El esclavo lo hizo, temblando. Agripina se inclinó y examinó cuidadosamente los dientes de la muerta. Luego se irguió, sonriente.

–Es realmente Lolia Paulina –dijo con satisfacción–. La muerte la desfiguró, pero esos dientes son de ella. ¡Llévate este cadáver y haz con él lo que quieras!

Ya tranquila, con el alma en paz, Agripina, emperatriz de Roma desde hacía dos meses, fue a reunirse con las mujeres que la vestirían y la adornarían para el banquete de la noche. Desde que se había casado con Claudio, Agripina pensaba que nunca estaba suficientemente arreglada. Aunque el emperador fuera feo y tonto, aunque su físico fuera poco atractivo, era el emperador, es decir, el hombre sobre el que convergían todas las miradas femeninas. Ante la menor señal, las más bellas estaban dispuestas a entrar en su cama. Y la muerte brutal de Mesalina le había demostrado a su reemplazante que, para permanecer en el trono de Roma, una mujer tenía que usar todas sus armas.

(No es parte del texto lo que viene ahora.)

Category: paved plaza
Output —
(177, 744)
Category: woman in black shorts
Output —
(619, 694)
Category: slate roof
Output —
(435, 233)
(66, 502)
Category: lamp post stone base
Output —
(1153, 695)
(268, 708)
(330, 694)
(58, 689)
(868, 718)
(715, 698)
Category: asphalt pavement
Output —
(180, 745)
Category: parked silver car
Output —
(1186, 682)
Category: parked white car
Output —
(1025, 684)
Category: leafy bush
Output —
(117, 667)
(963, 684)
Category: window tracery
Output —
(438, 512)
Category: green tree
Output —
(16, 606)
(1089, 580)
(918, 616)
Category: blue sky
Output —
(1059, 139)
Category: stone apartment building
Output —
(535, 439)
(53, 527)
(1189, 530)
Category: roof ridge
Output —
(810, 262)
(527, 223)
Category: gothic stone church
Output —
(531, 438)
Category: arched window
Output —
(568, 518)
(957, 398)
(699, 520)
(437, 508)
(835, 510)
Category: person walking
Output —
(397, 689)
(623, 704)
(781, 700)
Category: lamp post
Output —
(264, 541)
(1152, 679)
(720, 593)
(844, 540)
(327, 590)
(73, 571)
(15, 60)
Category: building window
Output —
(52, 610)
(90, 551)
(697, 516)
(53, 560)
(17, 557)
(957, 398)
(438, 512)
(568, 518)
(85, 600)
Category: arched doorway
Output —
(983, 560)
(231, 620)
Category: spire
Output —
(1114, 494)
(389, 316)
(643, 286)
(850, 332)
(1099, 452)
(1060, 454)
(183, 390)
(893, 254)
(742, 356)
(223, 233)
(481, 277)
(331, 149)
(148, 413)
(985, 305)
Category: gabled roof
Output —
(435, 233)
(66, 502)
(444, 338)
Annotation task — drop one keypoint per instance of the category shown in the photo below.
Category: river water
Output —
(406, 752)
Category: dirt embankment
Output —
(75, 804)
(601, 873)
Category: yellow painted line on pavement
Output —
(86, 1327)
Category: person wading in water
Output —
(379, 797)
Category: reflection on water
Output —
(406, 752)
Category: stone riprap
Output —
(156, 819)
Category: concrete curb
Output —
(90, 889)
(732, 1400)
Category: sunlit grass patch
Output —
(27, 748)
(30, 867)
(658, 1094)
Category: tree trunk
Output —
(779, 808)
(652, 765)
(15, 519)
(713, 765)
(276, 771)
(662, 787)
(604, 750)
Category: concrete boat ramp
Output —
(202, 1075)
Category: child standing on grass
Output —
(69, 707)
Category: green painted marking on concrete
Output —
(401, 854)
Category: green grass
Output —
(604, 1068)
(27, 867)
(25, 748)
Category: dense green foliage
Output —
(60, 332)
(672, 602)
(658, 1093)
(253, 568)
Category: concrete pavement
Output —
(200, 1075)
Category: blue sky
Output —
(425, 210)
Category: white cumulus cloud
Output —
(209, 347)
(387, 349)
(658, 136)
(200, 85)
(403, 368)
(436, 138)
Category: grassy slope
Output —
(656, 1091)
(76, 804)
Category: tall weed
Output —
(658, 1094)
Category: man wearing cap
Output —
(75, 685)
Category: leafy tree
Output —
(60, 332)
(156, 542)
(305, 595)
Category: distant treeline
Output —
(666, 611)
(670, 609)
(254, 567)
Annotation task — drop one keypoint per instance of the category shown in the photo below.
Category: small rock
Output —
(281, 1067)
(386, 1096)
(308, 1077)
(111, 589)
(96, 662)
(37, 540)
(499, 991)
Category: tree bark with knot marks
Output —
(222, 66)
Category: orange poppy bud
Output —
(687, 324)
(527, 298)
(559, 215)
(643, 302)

Los dioses sabían, empero, que en cuestión de armas, Mesalina había estado mejor provista que nadie, pero su coraza tenía un defecto que Agripina se prometió no dejar que se instalara en la suya: Mesalina amaba el amor y era incapaz de resistirse a él. La nueva augusta se juró desterrar de su corazón para siempre ese sentimiento peligroso. Poseía el trono, viviría para él y para entregárselo a su hijo, el joven Nerón, en detrimento del hijo que Claudio había tenido con Mesalina, Británico.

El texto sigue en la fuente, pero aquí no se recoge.